Attackers arrived at the police facility in a white minivan and rammed through a side gate, according to a police officer in Pekanbaru, the provincial capital, where the attack took place.

“After entering the yard of the regional police headquarters, a perpetrator wearing a mask got out and drew a samurai sword and attacked … injuring two policemen,” Riau police spokesman Sunarto told journalists.

A police officer struck by the van was rushed to hospital and declared dead moments later.

Police shot dead the swordsman and three others who got out of the van. The driver fled the scene but was later captured.

Two television journalists who were nearby preparing to cover the destruction of confiscated drugs also received sword injuries, Sunarto said.

The two policemen who were hacked were identified as Brigadier Jon Hendri, whose thumb was cut, and Police Commissioner Farid Abdullah, who was injured in the back of his head.

In Jakarta, national police spokesman Setyo Wasisto named the four slain terror suspects as Mursalim (alias Ical alias Pak Ngah), 42; Suwardi 28; Adi Sufiyan, 26; and Daud. Separately, Riau police chief Nandang said Mursalim was thought to be a member of Jemaah Ansharut Daulah (JAD), a local group linked to IS.

Police escort accused terrorist Syawaludin Pakpahan to North Jakarta District Court, May 16, 2018. [Photo Courtesy of Center for the Study of Radicalism and Deradicalization]
Police escort accused terrorist Syawaludin Pakpahan to North Jakarta District Court, May 16, 2018. [Photo Courtesy of Center for the Study of Radicalism and Deradicalization]

 

Militant sentenced

Meanwhile, in Jakarta, a man who fatally attacked a policeman in North Sumatra province a year ago was sentenced to 19 years in jail after being convicted under Indonesia’s anti-terrorism law.

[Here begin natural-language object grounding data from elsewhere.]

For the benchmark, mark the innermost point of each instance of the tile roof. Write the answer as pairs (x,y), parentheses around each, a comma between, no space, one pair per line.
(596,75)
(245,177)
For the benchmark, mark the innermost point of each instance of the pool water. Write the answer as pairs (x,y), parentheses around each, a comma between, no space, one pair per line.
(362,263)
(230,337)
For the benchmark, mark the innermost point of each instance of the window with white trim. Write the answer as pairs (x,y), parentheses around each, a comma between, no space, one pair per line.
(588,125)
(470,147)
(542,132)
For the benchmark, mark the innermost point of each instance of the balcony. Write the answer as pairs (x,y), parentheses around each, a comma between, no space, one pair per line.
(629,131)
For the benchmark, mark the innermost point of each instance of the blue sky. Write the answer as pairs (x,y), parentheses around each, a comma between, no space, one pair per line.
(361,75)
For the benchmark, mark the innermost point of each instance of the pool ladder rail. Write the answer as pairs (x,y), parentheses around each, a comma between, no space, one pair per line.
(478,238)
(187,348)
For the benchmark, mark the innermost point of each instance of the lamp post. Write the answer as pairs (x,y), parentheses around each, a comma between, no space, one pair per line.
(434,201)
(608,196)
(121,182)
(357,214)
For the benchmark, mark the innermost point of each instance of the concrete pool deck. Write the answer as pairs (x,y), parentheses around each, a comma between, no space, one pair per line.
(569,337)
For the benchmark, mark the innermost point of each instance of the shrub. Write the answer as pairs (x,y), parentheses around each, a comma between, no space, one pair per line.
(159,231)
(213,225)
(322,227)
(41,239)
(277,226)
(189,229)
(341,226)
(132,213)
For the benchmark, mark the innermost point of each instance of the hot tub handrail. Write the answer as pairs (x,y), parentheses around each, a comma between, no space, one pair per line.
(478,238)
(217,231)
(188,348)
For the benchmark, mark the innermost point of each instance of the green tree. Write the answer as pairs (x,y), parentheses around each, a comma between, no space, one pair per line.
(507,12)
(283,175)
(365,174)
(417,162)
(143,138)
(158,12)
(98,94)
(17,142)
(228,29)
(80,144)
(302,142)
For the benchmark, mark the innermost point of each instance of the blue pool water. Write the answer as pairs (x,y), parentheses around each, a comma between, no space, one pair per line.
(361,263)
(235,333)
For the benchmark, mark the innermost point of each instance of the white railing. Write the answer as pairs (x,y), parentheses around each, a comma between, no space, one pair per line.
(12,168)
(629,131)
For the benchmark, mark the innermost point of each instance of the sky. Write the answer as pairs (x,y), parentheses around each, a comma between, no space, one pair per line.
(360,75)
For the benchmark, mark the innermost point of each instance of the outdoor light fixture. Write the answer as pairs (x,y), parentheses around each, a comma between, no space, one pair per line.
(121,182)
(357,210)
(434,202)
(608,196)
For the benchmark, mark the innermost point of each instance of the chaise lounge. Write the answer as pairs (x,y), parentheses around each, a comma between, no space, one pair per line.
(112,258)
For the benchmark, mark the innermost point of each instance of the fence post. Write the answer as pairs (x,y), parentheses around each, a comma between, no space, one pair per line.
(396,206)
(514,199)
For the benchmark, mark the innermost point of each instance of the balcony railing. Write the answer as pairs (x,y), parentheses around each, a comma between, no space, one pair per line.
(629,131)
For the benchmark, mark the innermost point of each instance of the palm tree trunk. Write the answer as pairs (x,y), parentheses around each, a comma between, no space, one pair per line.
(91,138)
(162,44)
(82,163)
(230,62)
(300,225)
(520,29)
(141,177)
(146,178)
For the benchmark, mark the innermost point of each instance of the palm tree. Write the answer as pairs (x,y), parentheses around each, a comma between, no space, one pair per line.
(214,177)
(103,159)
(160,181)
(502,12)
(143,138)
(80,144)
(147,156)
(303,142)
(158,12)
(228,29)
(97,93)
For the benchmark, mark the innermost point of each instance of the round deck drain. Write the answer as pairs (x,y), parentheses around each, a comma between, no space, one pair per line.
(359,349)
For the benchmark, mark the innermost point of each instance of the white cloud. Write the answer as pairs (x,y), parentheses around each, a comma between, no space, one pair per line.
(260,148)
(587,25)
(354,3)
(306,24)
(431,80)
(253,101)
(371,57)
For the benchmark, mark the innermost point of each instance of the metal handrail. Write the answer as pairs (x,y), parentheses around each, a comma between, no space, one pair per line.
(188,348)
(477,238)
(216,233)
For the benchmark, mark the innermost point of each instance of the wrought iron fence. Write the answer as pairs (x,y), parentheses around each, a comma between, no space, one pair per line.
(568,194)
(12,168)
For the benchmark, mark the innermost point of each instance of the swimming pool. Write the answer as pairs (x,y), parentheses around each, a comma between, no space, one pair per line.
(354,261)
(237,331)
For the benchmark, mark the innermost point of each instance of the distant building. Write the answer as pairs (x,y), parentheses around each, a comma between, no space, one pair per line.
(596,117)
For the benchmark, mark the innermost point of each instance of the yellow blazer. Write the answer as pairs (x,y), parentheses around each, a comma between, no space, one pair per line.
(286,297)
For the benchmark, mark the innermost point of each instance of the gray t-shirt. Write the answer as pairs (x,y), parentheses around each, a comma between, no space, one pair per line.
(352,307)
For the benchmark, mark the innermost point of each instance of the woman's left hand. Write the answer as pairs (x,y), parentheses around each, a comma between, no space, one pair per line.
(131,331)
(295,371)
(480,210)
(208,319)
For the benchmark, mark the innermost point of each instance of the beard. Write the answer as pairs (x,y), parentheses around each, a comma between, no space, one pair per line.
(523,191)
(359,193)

“The defendant stabbed a police personnel in the chest repeatedly, resulting in death,” judge Jootje Sampaleng said in reading out the verdict.

In a change from procedures seen at recent terrorism trials, defendant Syawaludin Pakpahan, 43, arrived in court under tight security, with six police officers surrounding him and his legs and hands both bound.

Syawaludin was one of 155 inmates who was involved in a riot last week at a Mobile Brigade (Brimob) detention facility in Bogor, south of Jakarta. Five members of the security forces and one inmate died in the violence, which lasted some 30 hours and was claimed by IS.

On June 25, 2017, Syawaludin and one other man entered a police compound in North Sumatra and stabbed to death a police officer, then set the sentry post where they found him on fire.

The second attacker, named as Ardial, was shot dead as the two tried to attack another officer.

During court testimony, Syawaludin said he was inspired to act based on writing and lectures of jailed cleric Aman Abdurrahman that had been uploaded on the internet. According to U.S. authorities, he founded JAD, which is made up of about 24 pro-IS groups.

Abdurrahman is also currently on trial, for inspiring an IS-claimed attack in the Indonesian capital that left eight people dead in January 2016. The latest hearing of his trial was postponed after the riot, which took place in a different building of the facility where the cleric was being held.

Syawaludin fought in Syria for six months in 2013 as a member of the Free Syrian Army, battling the forces of Syrian President Bashar al-Assad, an analyst with the Center for the Study of Radicalism and Deradicalization, a Jakarta think tank, told BenarNews earlier. He was the first Syria returnee to perpetrate violence in Indonesia, according to the analyst, Adhe Bhakti.

Syawaludin did not join the so-called Islamic State while in Syria but interacted with some of its members, and later declared allegiance to its leader Abu Bakr al-Baghdadi after returning home to Indonesia, the analyst said.

Also Wednesday, in the city of Banten, just west of Jakarta, three individuals with suspected links to JAD were arrested at three separate locations, said Setyo Wasisto, the national police spokesman.

“We’re investigating now,” Setyo said. “But they are not from one family.”